Molecular Mechanisms of NET Formation and Degradation Revealed by Intravital Imaging in the Liver Vasculature

Overview

Journal Nat Commun

Specialty Biology

Date 2015 Mar 27

PMID 25809117

Citations 304

Authors

Elzbieta Kolaczkowska

Craig N Jenne

Bas G J Surewaard

Ajitha Thanabalasuriar

Woo-Yong Lee

Maria-Jesus Sanz

Kerri Mowen

Ghislain Opdenakker

Paul Kubes

Affiliations

Soon will be listed here.

Abstract

Neutrophil extracellular traps (NETs) composed of DNA decorated with histones and proteases trap and kill bacteria but also injure host tissue.
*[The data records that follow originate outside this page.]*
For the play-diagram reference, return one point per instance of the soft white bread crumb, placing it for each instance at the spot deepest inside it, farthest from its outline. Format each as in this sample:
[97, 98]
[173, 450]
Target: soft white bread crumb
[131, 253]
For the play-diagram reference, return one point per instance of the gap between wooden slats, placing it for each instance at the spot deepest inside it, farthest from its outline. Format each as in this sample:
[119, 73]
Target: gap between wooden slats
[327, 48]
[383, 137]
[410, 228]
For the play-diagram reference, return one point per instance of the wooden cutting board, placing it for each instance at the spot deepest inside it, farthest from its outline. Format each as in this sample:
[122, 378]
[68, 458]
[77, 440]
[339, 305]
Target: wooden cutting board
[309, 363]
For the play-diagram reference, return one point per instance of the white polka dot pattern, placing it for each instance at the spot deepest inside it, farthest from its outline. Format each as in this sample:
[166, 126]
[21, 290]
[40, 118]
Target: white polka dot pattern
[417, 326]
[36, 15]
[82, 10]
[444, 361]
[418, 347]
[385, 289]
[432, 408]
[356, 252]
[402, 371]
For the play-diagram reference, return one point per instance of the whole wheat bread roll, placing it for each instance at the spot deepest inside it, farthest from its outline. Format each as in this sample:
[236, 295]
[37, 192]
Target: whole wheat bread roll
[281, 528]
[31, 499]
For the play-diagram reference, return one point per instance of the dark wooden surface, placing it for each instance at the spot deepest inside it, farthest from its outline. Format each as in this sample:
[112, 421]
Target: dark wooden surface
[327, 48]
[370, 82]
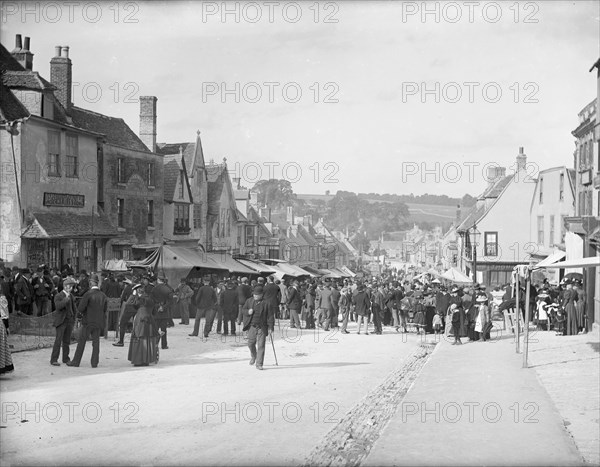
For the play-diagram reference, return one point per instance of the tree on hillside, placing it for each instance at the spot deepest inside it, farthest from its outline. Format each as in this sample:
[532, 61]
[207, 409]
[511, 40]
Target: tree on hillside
[275, 194]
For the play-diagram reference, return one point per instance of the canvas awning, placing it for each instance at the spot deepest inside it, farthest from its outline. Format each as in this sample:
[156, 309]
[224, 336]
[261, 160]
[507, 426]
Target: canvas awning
[454, 275]
[226, 262]
[593, 261]
[259, 267]
[551, 259]
[288, 269]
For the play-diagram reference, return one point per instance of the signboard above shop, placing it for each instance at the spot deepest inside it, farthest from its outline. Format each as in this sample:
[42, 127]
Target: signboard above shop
[64, 200]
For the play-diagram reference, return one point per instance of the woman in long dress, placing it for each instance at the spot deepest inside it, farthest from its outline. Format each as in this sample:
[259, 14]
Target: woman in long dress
[143, 346]
[568, 303]
[6, 364]
[580, 307]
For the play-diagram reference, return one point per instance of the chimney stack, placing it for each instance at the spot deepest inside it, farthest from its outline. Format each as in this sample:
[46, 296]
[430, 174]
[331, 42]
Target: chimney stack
[61, 76]
[521, 160]
[22, 54]
[148, 121]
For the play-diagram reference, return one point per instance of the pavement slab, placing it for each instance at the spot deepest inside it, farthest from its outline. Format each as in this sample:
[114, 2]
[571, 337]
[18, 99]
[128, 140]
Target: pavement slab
[474, 404]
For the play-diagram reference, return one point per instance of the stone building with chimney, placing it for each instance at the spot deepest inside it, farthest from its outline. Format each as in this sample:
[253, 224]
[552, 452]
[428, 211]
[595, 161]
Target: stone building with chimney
[49, 192]
[494, 235]
[90, 189]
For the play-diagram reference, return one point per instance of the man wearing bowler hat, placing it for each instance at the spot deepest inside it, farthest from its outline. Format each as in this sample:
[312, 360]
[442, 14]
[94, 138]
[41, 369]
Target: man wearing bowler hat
[93, 306]
[64, 319]
[259, 320]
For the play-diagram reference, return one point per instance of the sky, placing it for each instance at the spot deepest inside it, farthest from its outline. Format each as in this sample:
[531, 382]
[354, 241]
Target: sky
[369, 97]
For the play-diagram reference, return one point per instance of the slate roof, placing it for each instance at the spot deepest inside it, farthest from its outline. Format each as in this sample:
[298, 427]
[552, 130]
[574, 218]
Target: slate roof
[192, 152]
[495, 190]
[117, 132]
[173, 164]
[68, 225]
[8, 62]
[26, 79]
[11, 108]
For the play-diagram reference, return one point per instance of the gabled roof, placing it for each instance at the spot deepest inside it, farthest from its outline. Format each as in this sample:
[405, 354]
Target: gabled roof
[116, 131]
[218, 180]
[193, 154]
[11, 108]
[497, 188]
[8, 62]
[68, 225]
[173, 165]
[26, 79]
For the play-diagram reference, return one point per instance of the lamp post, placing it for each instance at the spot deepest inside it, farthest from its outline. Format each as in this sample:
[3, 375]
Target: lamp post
[474, 240]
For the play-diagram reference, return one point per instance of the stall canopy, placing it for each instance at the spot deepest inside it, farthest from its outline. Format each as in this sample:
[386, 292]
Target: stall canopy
[257, 266]
[551, 259]
[226, 262]
[454, 275]
[348, 271]
[287, 269]
[590, 262]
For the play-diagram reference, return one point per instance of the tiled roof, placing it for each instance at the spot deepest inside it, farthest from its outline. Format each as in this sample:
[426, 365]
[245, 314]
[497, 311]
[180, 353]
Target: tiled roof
[8, 62]
[495, 190]
[11, 108]
[26, 79]
[192, 152]
[116, 130]
[472, 217]
[68, 225]
[172, 166]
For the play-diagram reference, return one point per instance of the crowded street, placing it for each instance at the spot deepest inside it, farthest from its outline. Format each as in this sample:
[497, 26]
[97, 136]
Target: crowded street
[300, 233]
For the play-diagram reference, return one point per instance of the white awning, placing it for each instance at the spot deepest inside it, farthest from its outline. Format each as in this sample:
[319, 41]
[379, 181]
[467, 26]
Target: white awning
[590, 262]
[551, 259]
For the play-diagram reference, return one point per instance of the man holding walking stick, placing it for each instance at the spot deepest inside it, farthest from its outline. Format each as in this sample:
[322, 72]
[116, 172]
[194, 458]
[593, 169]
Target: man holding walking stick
[259, 321]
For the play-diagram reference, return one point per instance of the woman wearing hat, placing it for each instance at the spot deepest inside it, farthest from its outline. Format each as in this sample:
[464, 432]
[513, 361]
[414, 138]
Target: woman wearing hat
[581, 306]
[483, 320]
[143, 346]
[569, 299]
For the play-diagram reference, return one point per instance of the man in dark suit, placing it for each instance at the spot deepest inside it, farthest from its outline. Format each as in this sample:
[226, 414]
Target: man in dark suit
[244, 293]
[294, 304]
[272, 294]
[93, 306]
[206, 302]
[259, 320]
[24, 292]
[63, 321]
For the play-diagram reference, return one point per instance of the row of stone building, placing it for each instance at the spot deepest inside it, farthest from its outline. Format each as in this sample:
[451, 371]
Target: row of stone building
[537, 217]
[82, 185]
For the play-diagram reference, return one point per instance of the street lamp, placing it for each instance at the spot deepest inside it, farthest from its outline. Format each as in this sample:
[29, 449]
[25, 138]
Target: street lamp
[474, 241]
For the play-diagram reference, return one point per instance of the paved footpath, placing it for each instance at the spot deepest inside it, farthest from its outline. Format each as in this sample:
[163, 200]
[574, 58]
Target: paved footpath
[474, 404]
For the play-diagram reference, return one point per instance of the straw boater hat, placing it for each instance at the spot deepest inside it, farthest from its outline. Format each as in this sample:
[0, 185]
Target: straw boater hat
[69, 281]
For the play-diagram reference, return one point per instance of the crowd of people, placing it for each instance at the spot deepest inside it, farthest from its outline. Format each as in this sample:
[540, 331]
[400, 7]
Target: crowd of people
[394, 299]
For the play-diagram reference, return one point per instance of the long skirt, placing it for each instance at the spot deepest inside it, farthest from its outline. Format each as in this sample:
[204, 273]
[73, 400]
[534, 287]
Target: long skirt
[572, 325]
[143, 346]
[6, 364]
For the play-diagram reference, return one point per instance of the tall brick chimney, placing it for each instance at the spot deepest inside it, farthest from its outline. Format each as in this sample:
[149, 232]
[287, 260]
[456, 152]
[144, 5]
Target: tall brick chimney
[22, 54]
[521, 160]
[148, 121]
[61, 75]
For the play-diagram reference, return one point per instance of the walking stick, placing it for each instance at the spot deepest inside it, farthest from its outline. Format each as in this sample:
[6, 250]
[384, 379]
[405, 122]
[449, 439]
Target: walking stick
[273, 345]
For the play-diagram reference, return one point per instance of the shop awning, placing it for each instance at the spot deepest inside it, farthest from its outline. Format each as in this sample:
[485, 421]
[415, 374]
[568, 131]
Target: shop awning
[288, 269]
[259, 267]
[551, 259]
[348, 271]
[593, 261]
[57, 225]
[226, 262]
[454, 275]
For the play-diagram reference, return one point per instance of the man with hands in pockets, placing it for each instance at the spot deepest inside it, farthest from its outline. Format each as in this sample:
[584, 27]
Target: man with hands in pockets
[259, 320]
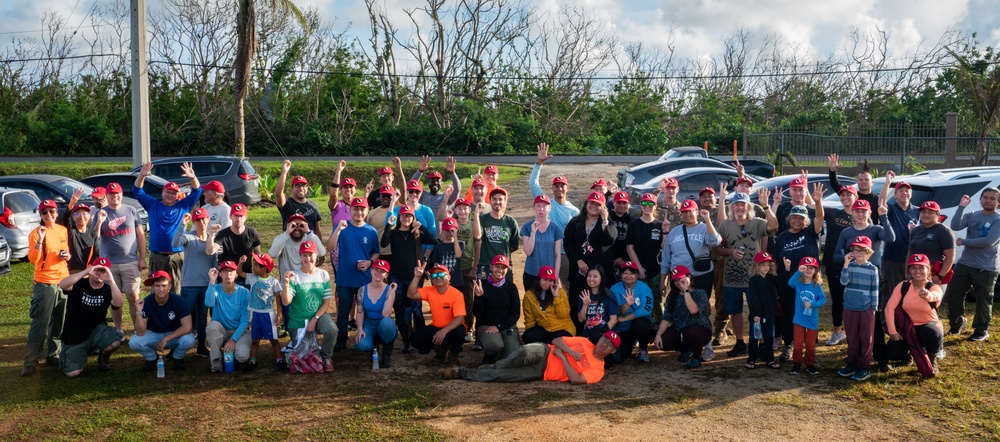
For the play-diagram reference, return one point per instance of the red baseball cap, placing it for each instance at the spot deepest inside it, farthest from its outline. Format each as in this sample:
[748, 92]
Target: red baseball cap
[199, 213]
[862, 241]
[381, 264]
[224, 265]
[500, 259]
[679, 272]
[264, 260]
[215, 186]
[689, 205]
[307, 247]
[159, 274]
Here we show that during a bloodstream infection with methicillin-resistant Staphylococcus aureus, the majority of bacteria are sequestered immediately by hepatic Kupffer cells, resulting in transient increases in liver enzymes, focal ischaemic areas and a robust neutrophil infiltration into the liver. The neutrophils release NETs into the liver vasculature, which remain anchored to the vascular wall via von Willebrand factor and reveal significant neutrophil elastase (NE) proteolytic activity. Importantly, DNase although very effective at DNA removal, and somewhat effective at inhibiting NE proteolytic activity, fails to remove the majority of histones from the vessel wall and only partly reduces injury. By contrast, inhibition of NET production as modelled by PAD4-deficiency, or prevention of NET formation and proteolytic activity as modelled in NE(-/-) mice prevent collateral host tissue damage.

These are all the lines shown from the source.